Manchmal scheint es, als kenne der Wind jedes Geheimnis. Er hebt vergessene Blätter auf, flüstert durch Ritzen, spielt mit offenen Haaren und erinnert uns an Stimmen, die längst verstummt sind. Doch was, wenn er all das nicht sucht, sondern nur findet? Was, wenn seine Richtung nicht aus Gewissheit entsteht, sondern aus Vertrauen?
Vielleicht ist der Wind der einzige Reisende, der nie ankommen muss. Er trägt den Duft des Regens in sich, noch bevor die ersten Tropfen fallen, und den Hauch des Frühlings, lange bevor die Erde wieder grün wird. Er kennt keine Landkarten, nur Horizonte. Keine Antworten, nur Begegnungen.
Und wir? Wir verbringen so viel Zeit damit, den richtigen Weg zu suchen, als gäbe es irgendwo eine endgültige Richtung. Der Wind lächelt darüber. Er zeigt uns, dass Bewegung manchmal wichtiger ist als das Ziel. Dass selbst Umwege Landschaften erschaffen, die ohne sie nie existiert hätten.
Vielleicht lautet die eigentliche Frage deshalb nicht: Woher weiß der Wind, woher er weht? Sondern: Warum glauben wir, immer wissen zu müssen, wohin wir gehen?

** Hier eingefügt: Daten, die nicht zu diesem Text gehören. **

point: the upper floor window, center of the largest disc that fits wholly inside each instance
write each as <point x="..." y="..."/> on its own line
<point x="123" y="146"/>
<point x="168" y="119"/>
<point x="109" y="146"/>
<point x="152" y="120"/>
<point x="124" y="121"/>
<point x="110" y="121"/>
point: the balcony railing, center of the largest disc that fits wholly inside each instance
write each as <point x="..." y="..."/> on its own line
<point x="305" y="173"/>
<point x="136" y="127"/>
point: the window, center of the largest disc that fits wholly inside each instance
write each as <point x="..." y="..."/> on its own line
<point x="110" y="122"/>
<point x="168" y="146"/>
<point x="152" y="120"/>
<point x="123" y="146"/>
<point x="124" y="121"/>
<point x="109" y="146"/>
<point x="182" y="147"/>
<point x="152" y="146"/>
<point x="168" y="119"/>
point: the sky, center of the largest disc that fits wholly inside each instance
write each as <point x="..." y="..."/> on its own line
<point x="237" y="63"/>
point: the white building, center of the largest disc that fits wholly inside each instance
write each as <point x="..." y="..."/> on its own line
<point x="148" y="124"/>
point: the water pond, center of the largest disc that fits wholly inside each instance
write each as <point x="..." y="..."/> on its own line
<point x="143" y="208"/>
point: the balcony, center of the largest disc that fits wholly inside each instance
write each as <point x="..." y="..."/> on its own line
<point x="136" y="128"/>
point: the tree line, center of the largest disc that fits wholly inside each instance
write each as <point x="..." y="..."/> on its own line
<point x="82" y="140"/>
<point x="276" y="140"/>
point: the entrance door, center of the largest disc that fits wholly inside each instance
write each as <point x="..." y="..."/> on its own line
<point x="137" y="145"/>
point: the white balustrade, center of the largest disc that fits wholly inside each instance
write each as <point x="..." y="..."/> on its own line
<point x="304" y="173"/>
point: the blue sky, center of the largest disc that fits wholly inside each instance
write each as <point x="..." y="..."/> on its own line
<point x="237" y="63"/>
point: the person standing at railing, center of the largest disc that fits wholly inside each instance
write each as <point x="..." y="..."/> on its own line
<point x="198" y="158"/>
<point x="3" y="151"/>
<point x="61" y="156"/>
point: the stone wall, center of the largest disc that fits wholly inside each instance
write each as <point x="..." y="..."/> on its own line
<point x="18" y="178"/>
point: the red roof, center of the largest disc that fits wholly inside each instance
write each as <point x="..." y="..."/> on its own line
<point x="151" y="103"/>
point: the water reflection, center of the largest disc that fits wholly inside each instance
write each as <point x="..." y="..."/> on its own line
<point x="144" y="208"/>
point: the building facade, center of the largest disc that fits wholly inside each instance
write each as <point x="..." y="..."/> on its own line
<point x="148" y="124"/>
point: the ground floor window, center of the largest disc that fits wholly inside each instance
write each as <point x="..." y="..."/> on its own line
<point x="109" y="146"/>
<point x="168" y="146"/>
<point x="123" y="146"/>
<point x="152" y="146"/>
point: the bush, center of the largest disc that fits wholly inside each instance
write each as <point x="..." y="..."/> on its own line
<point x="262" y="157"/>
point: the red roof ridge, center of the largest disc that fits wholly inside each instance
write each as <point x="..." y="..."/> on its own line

Denn der Wind folgt keinem Befehl. Er folgt einem unsichtbaren Rhythmus, der älter ist als jede Sprache und leiser als jeder Gedanke. Wer ihm aufmerksam zuhört, erkennt vielleicht, dass Freiheit nicht bedeutet, alles zu wissen, sondern den Mut zu haben, sich tragen zu lassen. Und vielleicht beginnt genau dort das Leben: in jenem flüchtigen Augenblick, in dem wir aufhören, gegen den Wind anzukämpfen, und lernen, mit ihm zu atmen.